Ему же принадлежит и такая интерпретация поведения Ахматовой в те дни:
Ахматова немедленно выехала в Москву хлопотать — представления не имея, как и через кого. Остановилась она сначала у Эммы Герштейн (та вспоминала о ее страшном состоянии — «как будто камнем придавили»). Вид ее действительно был ужасен — она, как ведьма, ходила в большом фетровом колпаке и широком синем плаще, ничего вокруг себя не видела… По воспоминаниям Герштейн, Ахматова могла только бормотать: «Коля… Коля… кровь…» (потом, четверть века спустя, она говорила Герштейн, что сочиняла в это время стихи, — верится с трудом.)
В то, во что Дмитрию Быкову «верится с трудом», я верю безусловно. Стихи «приходят» к поэту, не спрашивая его согласия и не выбирая удобное для него время. А когда «приходят», остановить этот их приход уже невозможно. Потому что «ничто не может помешать внутреннему голосу, звучащему с огромной властностью».

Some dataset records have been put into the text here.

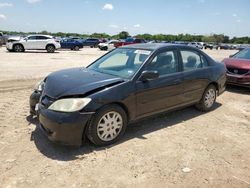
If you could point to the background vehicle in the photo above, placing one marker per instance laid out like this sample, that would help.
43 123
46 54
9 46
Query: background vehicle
107 45
238 68
34 42
71 44
3 39
127 84
129 41
209 46
91 42
196 44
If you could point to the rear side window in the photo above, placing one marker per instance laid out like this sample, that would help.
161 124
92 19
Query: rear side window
192 60
32 38
165 63
41 38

Это душевное состояние поэта зовут по-разному: вдохновением, творческим подъемом. Однажды Ахматова назвала его «моментом лирического волнения».
На мой вопрос, как она относится к стихам одной поэтессы, сказала: «Длинно пишет. Все пишут длинно. А момент лирического волнения краток».

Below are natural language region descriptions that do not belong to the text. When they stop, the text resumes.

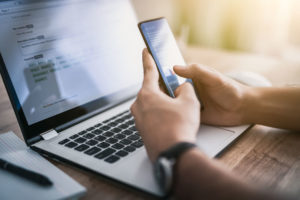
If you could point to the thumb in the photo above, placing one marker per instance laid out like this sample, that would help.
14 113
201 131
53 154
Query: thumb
202 74
185 90
184 71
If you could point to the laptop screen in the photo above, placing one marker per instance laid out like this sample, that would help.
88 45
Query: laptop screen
63 54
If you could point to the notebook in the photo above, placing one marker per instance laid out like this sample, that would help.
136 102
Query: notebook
15 151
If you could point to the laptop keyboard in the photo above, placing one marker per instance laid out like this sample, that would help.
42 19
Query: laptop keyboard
110 140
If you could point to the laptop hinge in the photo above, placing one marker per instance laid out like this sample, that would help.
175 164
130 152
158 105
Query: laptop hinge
49 134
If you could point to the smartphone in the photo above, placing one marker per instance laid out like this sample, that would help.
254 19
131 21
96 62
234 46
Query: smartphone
162 45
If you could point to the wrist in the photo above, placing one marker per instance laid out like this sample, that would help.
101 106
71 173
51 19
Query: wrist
250 105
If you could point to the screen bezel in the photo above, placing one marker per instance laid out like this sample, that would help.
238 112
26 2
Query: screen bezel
99 105
161 73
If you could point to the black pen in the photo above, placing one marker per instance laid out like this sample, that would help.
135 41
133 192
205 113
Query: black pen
29 175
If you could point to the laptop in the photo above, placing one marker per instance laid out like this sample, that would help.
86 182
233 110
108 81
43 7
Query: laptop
72 69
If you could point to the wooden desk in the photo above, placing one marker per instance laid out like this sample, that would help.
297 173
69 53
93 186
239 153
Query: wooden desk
263 155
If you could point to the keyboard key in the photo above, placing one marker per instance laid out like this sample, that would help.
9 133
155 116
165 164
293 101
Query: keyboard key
74 136
116 130
92 151
125 141
117 146
90 129
98 125
105 128
129 123
89 136
111 140
112 159
129 149
127 132
122 153
123 126
108 134
92 142
100 138
133 137
80 140
82 147
71 144
64 141
82 132
105 153
112 124
119 120
120 136
132 128
97 131
137 144
103 145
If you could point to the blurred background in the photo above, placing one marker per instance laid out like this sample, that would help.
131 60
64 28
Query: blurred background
262 26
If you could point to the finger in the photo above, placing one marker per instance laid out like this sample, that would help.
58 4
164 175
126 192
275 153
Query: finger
151 75
133 109
201 73
185 90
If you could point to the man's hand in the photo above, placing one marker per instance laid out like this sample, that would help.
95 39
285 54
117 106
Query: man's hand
223 99
161 120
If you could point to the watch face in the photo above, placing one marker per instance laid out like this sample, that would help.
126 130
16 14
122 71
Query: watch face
164 173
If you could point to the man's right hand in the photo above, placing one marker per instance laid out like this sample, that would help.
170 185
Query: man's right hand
222 98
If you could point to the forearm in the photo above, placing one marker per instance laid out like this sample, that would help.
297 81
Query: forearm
199 177
276 107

На самом деле упрек Ахматовой этой неведомой нам «одной поэтессе» состоит не в том, что та пишет «длинно», в то время как писать надо коротко, стремясь к предельной лаконичности поэтического выражения, ибо «краткость есть сестра таланта» и т. п. Замечание, что все «пишут длинно», означает, что у тех, кто пишет «длинно», стихи — неподлинные. Момент лирического волнения краток, стало быть, стихи, родившиеся «под током» этого лирического волнения, длинными быть не могут. Лирическая поэзия — это «скоропись духа», то есть выражение именно вот этого самого «лирического волнения». А если стихи «длинные» — это значит, что перед нами не что иное, как имитациялирического волнения. Проще говоря, не стихи, а подделка под стихи, фальшивка.

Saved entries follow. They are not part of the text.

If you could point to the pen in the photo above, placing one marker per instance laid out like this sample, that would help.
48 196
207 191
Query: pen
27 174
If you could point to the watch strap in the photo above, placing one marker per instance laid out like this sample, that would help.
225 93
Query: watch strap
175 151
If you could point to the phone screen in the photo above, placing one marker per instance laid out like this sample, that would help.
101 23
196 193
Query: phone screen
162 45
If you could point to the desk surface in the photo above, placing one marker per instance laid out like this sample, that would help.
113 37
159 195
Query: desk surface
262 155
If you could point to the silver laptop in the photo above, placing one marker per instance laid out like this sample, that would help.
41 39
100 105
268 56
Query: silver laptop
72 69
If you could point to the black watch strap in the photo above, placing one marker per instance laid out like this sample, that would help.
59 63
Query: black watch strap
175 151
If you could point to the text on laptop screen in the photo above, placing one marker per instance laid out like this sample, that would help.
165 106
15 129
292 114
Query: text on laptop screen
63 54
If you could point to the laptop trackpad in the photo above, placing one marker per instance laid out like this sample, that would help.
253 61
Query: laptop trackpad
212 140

К прозаикам это как будто не относится. Просто не может относиться. О какой краткости «момента» творческого подъема можно говорить, если речь идет о создании грандиозного художественного полотна — «Анны Карениной», например, или «Войны и мира».
На самом деле, однако, проблема эта существует и для прозаика.
Никому из писателей не удавалось всю литературную работу провести с помощью одного только творческого подъема. Таких писателей я не встречал. То есть литература, конечно, знает таких писателей. Это по большей части состоятельные люди, помещики или люди, имеющие другую профессию. Они могли работать только тогда, когда хотели. Причем годами не работали, ожидая, когда их «посетит вдохновение»… Такие писатели писали в полной своей силе, и качество продукции у них было, конечно, чрезвычайно высоко. Но количество произведений у таких писателей было всегда почти незначительно. Скажем, такой исключительный писатель, как Мериме, за всю свою семидесятилетнюю жизнь написал что-то около двух десятков рассказов да один роман. Он почти не знал неудач. Все вещи его, особенно по тому времени, были сделаны с исключительным блеском. Но если бы этот Мериме работал как профессионал, как поденщик, — вряд ли бы он имел такую высокую квалификацию. Пожалуй, такую квалификацию он бы имел, но наравне с блестящими вещами у него были бы и посредственные.